Испанцы аргументировали свои несбыточные требования тем, что Соединенные Штаты приобрели Луизиану в 1803 году противозаконно. Президент Томас Джефферсон купил огромную территорию, равную нынешним тринадцати штатам, у Наполеона и в один момент удвоил размеры своей молодой страны. Однако Наполеон не имел права продавать Луизиану. Он получил ее от Испании всего три года назад, а Испания уступила ее по принуждению. Более того, Наполеон божился никому не отдавать Луизиану, не предложив предварительно Испании выкупить ее обратно. Он не сделал этого. Венский конгресс должен восстановить справедливость, настаивали испанские юристы.

Иными словами, испанцы утверждали: более половины территории Соединенных Штатов принадлежит им несообразно с принятым порядком вещей, если не сказать противозаконно. Если Британия поддержит законные требования Испании вернуть ей американские земли, то Мадрид проявит добрую волю и запретит работорговлю.

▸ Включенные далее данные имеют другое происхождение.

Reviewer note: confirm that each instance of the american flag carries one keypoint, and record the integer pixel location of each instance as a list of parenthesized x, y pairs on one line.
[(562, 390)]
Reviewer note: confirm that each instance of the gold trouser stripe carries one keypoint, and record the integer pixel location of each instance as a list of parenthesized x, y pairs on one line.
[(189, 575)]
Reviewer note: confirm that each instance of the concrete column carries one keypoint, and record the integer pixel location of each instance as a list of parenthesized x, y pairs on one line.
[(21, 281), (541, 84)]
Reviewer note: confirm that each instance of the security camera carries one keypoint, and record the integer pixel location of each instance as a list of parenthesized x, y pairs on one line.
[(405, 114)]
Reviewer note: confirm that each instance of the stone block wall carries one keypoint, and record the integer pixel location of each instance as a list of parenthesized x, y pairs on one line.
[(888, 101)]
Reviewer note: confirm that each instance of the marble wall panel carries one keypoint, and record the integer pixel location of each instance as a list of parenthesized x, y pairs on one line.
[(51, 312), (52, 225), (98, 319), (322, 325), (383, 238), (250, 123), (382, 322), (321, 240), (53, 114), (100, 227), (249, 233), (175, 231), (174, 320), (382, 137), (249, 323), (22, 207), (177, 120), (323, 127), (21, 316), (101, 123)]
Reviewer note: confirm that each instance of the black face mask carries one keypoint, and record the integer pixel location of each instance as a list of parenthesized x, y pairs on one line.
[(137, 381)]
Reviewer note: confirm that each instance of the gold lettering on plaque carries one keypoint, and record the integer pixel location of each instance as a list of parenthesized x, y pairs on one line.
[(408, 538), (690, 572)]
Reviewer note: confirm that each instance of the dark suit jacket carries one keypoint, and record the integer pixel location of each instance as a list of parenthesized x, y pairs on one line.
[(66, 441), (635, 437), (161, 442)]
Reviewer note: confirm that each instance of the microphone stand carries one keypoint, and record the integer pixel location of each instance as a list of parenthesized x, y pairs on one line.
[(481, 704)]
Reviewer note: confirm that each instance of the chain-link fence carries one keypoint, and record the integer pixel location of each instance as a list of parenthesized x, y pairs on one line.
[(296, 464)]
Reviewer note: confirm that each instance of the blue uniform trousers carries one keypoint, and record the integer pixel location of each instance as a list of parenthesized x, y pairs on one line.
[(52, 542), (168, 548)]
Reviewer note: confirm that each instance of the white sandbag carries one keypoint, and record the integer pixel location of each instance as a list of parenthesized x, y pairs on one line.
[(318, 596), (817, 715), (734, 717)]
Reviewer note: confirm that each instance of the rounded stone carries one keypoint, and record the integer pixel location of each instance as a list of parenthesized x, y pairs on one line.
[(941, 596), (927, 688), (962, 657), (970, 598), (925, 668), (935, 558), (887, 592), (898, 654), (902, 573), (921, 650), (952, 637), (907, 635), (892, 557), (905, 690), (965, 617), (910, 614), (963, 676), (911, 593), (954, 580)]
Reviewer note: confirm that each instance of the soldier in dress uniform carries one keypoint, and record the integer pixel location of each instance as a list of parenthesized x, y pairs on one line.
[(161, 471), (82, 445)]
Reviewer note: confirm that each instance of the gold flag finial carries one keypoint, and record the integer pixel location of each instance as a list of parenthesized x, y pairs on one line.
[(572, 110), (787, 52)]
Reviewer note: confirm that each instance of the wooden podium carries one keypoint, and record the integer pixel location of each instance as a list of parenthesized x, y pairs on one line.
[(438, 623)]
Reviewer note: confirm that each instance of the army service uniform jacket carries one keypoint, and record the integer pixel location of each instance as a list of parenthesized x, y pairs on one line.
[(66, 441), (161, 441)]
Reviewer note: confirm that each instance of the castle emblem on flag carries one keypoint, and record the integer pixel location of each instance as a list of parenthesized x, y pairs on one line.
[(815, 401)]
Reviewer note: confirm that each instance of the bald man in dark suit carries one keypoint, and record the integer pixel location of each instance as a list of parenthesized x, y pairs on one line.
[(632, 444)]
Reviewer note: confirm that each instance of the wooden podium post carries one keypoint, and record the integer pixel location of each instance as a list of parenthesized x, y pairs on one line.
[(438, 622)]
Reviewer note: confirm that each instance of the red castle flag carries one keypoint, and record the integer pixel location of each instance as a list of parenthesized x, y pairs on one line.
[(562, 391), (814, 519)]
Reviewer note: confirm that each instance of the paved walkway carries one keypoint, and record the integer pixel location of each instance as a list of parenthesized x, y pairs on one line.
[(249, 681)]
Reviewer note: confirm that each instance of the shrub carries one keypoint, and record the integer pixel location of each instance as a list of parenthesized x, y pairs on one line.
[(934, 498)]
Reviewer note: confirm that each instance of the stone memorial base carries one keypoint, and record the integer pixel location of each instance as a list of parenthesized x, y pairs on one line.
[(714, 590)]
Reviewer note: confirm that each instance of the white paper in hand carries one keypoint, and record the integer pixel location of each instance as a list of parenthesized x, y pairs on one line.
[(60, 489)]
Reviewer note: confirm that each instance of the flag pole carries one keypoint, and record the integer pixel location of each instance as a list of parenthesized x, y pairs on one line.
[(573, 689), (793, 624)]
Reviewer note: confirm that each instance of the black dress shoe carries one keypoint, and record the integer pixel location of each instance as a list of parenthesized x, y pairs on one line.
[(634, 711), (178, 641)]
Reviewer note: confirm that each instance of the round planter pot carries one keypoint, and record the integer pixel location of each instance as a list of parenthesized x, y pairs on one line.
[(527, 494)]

Далеко не простые проблемы надо было решать лорду Каслри в затеянной им борьбе со страшным злом — «гнусной и преступной торговлей человеческими жизнями», как писал он премьер-министру Ливерпулю. Какими бы основательными или безосновательными ни были претензии Испании — ее юрисконсульты считали их законными, — они на тот момент представлялись нереалистичными. Британия только что перестала воевать с Соединенными Штатами, и ей вряд ли был нужен еще один конфликт, теперь из-за Луизианы. Каслри вежливо отклонил условия испанцев и предложил им 400 тысяч фунтов стерлингов. Испания приняла их.

8 февраля 1815 года, незадолго до запланированного отъезда в Лондон, Каслри мог записать на свой счет первый успех. Великие державы выпустили совместную декларацию, осуждающую работорговлю как «несовместимую с принципами гуманизма и всеобщей морали». В заявлении говорилось также о необходимости положить конец злу, «опустошающему Африку, унижающему Европу и причиняющему боль всему человечеству». Работорговля должна быть отменена как можно скорее. Франция обещала сделать это через пять лет, Испания и Португалия — через восемь. Конечно, декларация имела общий, неопределенный характер, не запрещались ни рабство, ни работорговля. Но начало было положено. Права человека впервые стали предметом обсуждения на международной мирной конференции.